Everlane followed this up by posting the infographic and reaction on Facebook. Business Insiders reports that by combining all the social media campaigns to promote infographic helped Everlane gain 200,000 organic users.

When Everlane eventually launched after their viral infographic campaign, they sold out their first product — a $15 t-shirt.

15. Deliver on end-to-end customer experience

In addition to customer acquisition, it is also essential to maintain strong customer relationships throughout the customer journey, this includes after sales.

In observing the growth of Zappos, Bonobos founder Andy Dunn realized that their growth had very little to do with the products they sold, and more with delivering an excellent service.
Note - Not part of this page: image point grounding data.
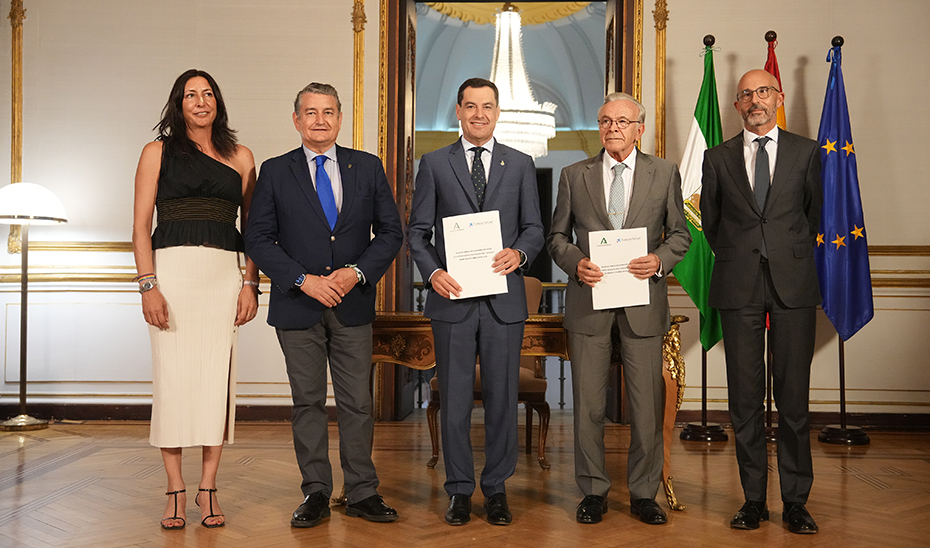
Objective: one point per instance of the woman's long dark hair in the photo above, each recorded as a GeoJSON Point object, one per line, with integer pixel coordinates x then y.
{"type": "Point", "coordinates": [172, 129]}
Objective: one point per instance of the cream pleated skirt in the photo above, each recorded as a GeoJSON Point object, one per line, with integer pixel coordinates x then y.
{"type": "Point", "coordinates": [194, 360]}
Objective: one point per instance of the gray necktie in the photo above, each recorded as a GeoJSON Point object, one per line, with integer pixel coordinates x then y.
{"type": "Point", "coordinates": [617, 198]}
{"type": "Point", "coordinates": [762, 178]}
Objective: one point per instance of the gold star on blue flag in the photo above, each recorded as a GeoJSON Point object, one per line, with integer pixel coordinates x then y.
{"type": "Point", "coordinates": [843, 268]}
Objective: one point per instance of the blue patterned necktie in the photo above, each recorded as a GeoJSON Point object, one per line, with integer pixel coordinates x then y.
{"type": "Point", "coordinates": [617, 204]}
{"type": "Point", "coordinates": [324, 189]}
{"type": "Point", "coordinates": [478, 176]}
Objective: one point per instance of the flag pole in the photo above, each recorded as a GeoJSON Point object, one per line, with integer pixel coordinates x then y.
{"type": "Point", "coordinates": [704, 431]}
{"type": "Point", "coordinates": [841, 434]}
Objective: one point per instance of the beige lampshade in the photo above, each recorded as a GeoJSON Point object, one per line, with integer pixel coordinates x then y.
{"type": "Point", "coordinates": [32, 204]}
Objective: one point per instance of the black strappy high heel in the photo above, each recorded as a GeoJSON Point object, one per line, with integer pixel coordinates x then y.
{"type": "Point", "coordinates": [175, 516]}
{"type": "Point", "coordinates": [212, 515]}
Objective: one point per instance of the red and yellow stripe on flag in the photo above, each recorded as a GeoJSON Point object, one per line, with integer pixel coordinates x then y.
{"type": "Point", "coordinates": [771, 66]}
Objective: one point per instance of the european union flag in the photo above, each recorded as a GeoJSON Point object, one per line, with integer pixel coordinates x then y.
{"type": "Point", "coordinates": [842, 246]}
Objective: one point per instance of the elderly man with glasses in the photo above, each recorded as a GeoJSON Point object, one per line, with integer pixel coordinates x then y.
{"type": "Point", "coordinates": [619, 188]}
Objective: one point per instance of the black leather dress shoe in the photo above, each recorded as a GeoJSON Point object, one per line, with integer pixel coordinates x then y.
{"type": "Point", "coordinates": [798, 520]}
{"type": "Point", "coordinates": [750, 515]}
{"type": "Point", "coordinates": [459, 512]}
{"type": "Point", "coordinates": [314, 508]}
{"type": "Point", "coordinates": [497, 509]}
{"type": "Point", "coordinates": [591, 509]}
{"type": "Point", "coordinates": [648, 511]}
{"type": "Point", "coordinates": [372, 509]}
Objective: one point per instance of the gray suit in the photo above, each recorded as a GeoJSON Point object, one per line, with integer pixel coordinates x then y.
{"type": "Point", "coordinates": [581, 208]}
{"type": "Point", "coordinates": [746, 287]}
{"type": "Point", "coordinates": [491, 327]}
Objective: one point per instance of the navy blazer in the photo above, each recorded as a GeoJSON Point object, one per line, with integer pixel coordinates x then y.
{"type": "Point", "coordinates": [443, 189]}
{"type": "Point", "coordinates": [287, 235]}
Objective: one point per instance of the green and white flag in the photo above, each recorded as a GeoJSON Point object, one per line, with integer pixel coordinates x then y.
{"type": "Point", "coordinates": [694, 270]}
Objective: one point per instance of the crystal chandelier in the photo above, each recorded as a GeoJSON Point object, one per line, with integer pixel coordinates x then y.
{"type": "Point", "coordinates": [524, 124]}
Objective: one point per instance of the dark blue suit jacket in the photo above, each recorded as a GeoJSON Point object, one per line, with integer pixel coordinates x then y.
{"type": "Point", "coordinates": [444, 188]}
{"type": "Point", "coordinates": [287, 235]}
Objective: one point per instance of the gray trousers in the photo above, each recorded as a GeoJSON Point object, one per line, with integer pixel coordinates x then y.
{"type": "Point", "coordinates": [645, 393]}
{"type": "Point", "coordinates": [457, 346]}
{"type": "Point", "coordinates": [348, 350]}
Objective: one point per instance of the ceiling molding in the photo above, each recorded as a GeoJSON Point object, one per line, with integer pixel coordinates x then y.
{"type": "Point", "coordinates": [484, 13]}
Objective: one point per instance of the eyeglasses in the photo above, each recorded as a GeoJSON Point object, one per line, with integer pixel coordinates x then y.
{"type": "Point", "coordinates": [745, 96]}
{"type": "Point", "coordinates": [606, 123]}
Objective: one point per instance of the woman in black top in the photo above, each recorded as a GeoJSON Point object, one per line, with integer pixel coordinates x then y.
{"type": "Point", "coordinates": [194, 295]}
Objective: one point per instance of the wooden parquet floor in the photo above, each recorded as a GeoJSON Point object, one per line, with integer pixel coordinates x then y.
{"type": "Point", "coordinates": [101, 485]}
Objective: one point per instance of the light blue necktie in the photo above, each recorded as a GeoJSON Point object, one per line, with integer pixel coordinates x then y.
{"type": "Point", "coordinates": [762, 181]}
{"type": "Point", "coordinates": [324, 189]}
{"type": "Point", "coordinates": [617, 198]}
{"type": "Point", "coordinates": [478, 176]}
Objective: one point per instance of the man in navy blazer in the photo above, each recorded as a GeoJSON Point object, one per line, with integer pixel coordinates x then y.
{"type": "Point", "coordinates": [309, 230]}
{"type": "Point", "coordinates": [761, 212]}
{"type": "Point", "coordinates": [475, 174]}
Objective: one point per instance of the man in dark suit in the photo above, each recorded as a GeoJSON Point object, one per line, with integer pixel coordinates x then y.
{"type": "Point", "coordinates": [475, 174]}
{"type": "Point", "coordinates": [619, 188]}
{"type": "Point", "coordinates": [309, 230]}
{"type": "Point", "coordinates": [761, 211]}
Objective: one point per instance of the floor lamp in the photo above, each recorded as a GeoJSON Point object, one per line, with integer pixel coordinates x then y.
{"type": "Point", "coordinates": [27, 204]}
Bonobos developed a culture of ultra-responsive customer support that delivered:

  • 90% success rate of responding to calls within 30 minutes
  • 90% success rate of “great” email ratings
  • Sub-24 hour average response time for email

Bonobos saw their direct traffic rate increase by 53.5% — which is an industry best, and the company also won the Multichannel Merchant’s Customer Experience Leader award in 2015 and 2016.

16. Utilize supply chain and distributor accelerators…psst…Assiduus Global

Selling D2C requires logistics, storage and fulfillment capabilities.

For most D2C brands, this will involve having to incur a high capital cost. But by utilizing a fulfillment company such as Assiduus Global, you gain access to their logistics and distribution facilities in exchange for the percentage of your sale or for a fixed monthly price.

Plus, since Amazon has a huge number of monthly visitors, placing your product on their marketplace will give your brand excellent exposure.

What does the future look like for D2C brands?

By focusing on consumer pain points and building insights-driven products and experiences, D2C brands have been able to exploit margin opportunities and amass share and cultural relevance. Maintaining this consumer centricity will be key as D2C brands continue to seek growth and build sustainable businesses.